Autriche : tensions entre la droite et l’extrême droite qui réclame des élections anticipées
Les tensions entre l’ÖVP (droite) et le chef du FPÖ (extrême droite), Herbert Kickl, se sont intensifiées suite aux accusations selon lesquelles le leader d’extrême droite représente un risque sérieux pour la sécurité et à l’appel à des élections anticipées lancé par celui-ci.
Les tensions entre l’ÖVP (droite) et le chef du FPÖ (extrême droite), Herbert Kickl, se sont intensifiées suite aux accusations selon lesquelles le leader d’extrême droite représente un risque sérieux pour la sécurité et suite à l’appel à des élections anticipées lancé par ce dernier.
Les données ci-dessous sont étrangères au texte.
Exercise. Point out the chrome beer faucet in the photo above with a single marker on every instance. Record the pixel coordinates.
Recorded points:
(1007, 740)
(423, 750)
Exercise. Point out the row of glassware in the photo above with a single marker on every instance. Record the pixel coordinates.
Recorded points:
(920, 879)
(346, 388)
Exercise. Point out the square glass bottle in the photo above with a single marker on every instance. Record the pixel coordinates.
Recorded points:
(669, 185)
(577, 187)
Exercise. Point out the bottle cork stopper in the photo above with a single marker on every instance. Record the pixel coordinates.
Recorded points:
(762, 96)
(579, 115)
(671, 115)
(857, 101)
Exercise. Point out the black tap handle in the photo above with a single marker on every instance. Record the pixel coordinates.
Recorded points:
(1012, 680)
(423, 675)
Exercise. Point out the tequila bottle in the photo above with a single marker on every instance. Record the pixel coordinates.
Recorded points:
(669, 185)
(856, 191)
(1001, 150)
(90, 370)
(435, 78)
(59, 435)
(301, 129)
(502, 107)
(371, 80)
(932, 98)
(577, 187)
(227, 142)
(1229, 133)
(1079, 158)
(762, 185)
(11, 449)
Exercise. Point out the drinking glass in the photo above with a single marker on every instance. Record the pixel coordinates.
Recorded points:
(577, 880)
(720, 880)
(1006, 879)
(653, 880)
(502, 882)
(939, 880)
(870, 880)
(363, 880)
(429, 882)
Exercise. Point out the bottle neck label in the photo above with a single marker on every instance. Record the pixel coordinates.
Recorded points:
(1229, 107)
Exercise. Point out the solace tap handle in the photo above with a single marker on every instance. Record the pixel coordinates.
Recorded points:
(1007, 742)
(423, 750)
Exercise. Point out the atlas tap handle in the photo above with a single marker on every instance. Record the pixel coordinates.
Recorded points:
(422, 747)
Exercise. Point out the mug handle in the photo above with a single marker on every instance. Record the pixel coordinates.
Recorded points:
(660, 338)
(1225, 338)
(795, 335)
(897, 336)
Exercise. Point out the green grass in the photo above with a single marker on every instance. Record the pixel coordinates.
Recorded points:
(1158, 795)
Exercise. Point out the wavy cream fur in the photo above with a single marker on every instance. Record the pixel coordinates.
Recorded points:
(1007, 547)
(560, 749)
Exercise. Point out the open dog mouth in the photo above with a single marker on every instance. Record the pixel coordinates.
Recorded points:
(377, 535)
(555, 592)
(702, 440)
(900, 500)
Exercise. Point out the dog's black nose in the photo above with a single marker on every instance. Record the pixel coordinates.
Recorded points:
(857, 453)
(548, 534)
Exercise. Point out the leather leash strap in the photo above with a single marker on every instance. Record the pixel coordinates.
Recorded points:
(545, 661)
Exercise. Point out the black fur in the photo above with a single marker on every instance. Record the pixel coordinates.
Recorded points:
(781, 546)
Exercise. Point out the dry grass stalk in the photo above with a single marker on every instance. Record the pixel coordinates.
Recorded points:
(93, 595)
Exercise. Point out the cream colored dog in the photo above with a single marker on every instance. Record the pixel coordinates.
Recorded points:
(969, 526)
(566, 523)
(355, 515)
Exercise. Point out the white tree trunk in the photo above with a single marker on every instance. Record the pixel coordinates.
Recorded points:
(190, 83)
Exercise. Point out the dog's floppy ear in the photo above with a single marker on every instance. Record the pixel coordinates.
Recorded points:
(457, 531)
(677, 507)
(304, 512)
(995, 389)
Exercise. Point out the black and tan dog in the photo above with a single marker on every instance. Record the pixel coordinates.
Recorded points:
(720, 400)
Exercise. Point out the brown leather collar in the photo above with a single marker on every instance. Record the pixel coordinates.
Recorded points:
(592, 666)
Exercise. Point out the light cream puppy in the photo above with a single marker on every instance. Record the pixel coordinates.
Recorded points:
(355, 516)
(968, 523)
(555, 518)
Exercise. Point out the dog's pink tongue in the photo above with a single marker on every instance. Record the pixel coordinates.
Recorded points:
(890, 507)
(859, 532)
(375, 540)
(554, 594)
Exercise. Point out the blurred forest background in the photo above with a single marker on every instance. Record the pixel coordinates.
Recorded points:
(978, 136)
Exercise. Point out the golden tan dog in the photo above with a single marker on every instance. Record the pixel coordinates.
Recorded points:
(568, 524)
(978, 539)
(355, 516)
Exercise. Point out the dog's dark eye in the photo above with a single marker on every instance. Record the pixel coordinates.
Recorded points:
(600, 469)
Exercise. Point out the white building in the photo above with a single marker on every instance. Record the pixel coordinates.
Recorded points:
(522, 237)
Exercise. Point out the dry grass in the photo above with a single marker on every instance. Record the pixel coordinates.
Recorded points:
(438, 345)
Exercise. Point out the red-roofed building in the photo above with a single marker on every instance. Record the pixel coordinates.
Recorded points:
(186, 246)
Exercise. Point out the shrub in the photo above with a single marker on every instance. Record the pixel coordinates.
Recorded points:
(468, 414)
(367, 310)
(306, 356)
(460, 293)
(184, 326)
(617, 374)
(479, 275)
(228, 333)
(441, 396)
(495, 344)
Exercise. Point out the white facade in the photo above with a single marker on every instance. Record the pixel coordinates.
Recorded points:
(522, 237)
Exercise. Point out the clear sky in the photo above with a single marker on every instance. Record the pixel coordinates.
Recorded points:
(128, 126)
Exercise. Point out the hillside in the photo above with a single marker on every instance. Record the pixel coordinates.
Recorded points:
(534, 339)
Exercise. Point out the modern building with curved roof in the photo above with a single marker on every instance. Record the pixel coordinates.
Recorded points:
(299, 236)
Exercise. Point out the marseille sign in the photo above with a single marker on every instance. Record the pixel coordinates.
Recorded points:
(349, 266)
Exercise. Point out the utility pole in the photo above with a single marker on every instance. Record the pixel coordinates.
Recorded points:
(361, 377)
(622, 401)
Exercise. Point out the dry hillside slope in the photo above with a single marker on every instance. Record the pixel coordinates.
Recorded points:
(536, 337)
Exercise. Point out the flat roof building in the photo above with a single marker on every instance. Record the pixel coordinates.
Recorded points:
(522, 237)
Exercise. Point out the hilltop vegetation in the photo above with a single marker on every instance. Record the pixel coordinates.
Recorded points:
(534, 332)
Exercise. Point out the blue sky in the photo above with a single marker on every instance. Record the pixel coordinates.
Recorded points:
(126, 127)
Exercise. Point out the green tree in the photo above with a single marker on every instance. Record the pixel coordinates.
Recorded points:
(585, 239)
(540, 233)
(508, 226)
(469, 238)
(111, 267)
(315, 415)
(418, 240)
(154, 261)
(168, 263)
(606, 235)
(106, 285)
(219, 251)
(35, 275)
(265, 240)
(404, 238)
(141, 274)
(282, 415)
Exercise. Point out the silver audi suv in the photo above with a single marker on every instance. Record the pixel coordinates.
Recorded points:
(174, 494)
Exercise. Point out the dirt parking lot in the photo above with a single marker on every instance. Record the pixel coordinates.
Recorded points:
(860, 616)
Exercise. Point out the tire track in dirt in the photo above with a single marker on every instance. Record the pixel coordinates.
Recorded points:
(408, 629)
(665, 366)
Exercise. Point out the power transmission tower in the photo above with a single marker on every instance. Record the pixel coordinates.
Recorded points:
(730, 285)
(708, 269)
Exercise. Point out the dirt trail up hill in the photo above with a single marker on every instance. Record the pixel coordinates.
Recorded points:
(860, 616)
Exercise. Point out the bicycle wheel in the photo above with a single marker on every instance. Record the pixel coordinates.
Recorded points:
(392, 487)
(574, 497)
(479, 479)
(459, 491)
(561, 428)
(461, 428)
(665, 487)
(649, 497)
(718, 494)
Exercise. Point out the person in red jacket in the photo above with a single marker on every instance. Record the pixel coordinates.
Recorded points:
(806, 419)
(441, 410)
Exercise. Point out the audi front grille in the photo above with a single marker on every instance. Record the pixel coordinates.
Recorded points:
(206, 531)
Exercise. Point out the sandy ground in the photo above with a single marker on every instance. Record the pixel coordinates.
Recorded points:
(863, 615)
À l’automne 2024, les Autrichiens se rendront aux urnes. Pourtant, les tensions sont déjà vives : le Parti pour la liberté d’Autriche (FPÖ), parti d’extrême droite, obtiendrait plus de 28 % des voix et semble pratiquement assuré de l’emporter. Face à l’imminence d’une victoire écrasante d’un parti sympathisant du Kremlin, la droite autrichienne a adopté une nouvelle stratégie : creuser un fossé entre l’extrême droite et son leader.
« Herbet Kickl est un risque pour la sécurité », a affirmé Karl Nehammer, chancelier du Parti populaire autrichien (ÖVP), le 13 juillet, excluant la possibilité d’un gouvernement de coalition de droite s’il restait à la tête de son parti.
Par le passé, les conservateurs n’ont pas manqué de souligner les échecs de l’ancien ministre de l’Intérieur, M. Kickl. Outre son engagement en faveur des forces de police à cheval, le leader d’extrême droite a été le plus fervent opposant à la candidature de l’Autriche à l’initiative européenne de protection du ciel (European Sky Shield Initiative, ESSI).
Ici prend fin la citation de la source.